In summary, the phenotypic rescue of LnTE3 cells is more effective with increased expression of miR-449a than with suppression of miR-874. Thus, in the subsequent experiments we focused on analyzing the mechanism by which miR-449a affects CaP disease phenotype.

Identification and validation of SIRT1 as novel ERG-associated prostate cancer-specific target of miR-449a

To find potential targets of miR-449a, we used online search tools (viz. Target scan, mirwalk, PicTar, miRanda). Among many predicted targets, miR-449a is predicted to target SIRT1 mRNA (Figure 5a). We first analyzed the expression of SIRT1 in ERG inducible LnTE3 cells. ERG over-expression significantly increases SIRT1 expression, both at protein (Figure 5b) and mRNA (Figure 5c) levels, as measured by immunoblot and qPCR, respectively. Similarly, we also observed high expression of SIRT1 in ERG-positive VCaP cells (Supplementary Figure 2). We further analyzed the transcript and protein expression of SIRT1 in LnTE3 cells transfected with scrambled control or pre-miR-449a. Over-expression of miR-449a in LnTE3 cells suppresses SIRT1 protein, without affecting the corresponding SIRT1 transcript (Figure 5d and 5e), compared to miR-control-treated LnTE3 cells. Collectively, these data suggest that miR-449a reduce SIRT1 expression by inhibiting translation of SIRT1 without affecting mRNA levels.

ERG and miR-449a reciprocally regulate the expression of SIRT1 in ERG-associated LnTE3 cells.

Figure 5: ERG and miR-449a reciprocally regulate the expression of SIRT1 in ERG-associated LnTE3 cells. a. The SIRT1 3′UTR miR-449a putative target site. SIRT1 expression in LnTE3, either untreated or treated with doxycycline (1μg/ml) was analyzed by b. immunoblot and c. qPCR. Similarly, SIRT1 d. protein and e. corresponding mRNA was also analyzed in LnTE3 cells treated with doxycycline and transfected with pre miR-449a as well as respective controls. The graph below the immunoblot represents relative protein quantification. f. Dox-treated LnTE3 cells transfected with pre miR-449a or respective control (20nM each) for 48 hr. Subsequently, the cells were incubated with cycloheximide (CHX, 50μg/ml) for the indicated time intervals (0, 2, 4 and 6 hours) and SIRT1 expression was analyzed by immunoblot. The relative amount of SIRT1 protein was quantified (Bottom panel). Error bars represent data from three independent experiments (mean ± SD).
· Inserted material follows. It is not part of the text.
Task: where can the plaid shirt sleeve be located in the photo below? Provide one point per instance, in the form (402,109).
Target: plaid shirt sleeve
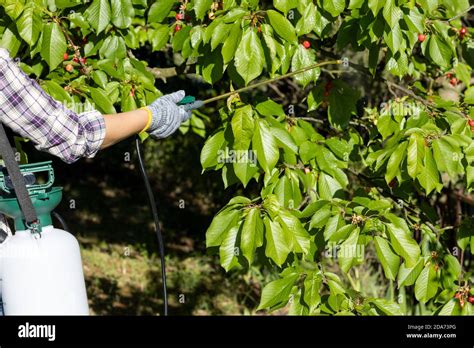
(30,112)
Since miR-449a appears to cause translational suppression of SIRT1, we further analyzed the effect of miR-449a on the stability of SIRT1 protein. ERG inducible LnTE3 cells were transfected with pre-miR-449a or a control miR. Subsequently, we inhibited protein synthesis with cycloheximide (CHX) for the indicated time intervals of 2, 4 or 6 hours. The corresponding protein level of SIRT1 was analyzed by immunoblot. Indeed, over-expression of miR-449a reduced the rate of degradation of SIRT1 protein as compared to controls (Figure 5f). The relative amount of SIRT1 protein was quantified (ImageJ software) as indicated in Figure 5f. Our result demonstrates that miR-449a increases the stability of SIRT1 protein. The data is representative of three independent experiments (mean ± SD).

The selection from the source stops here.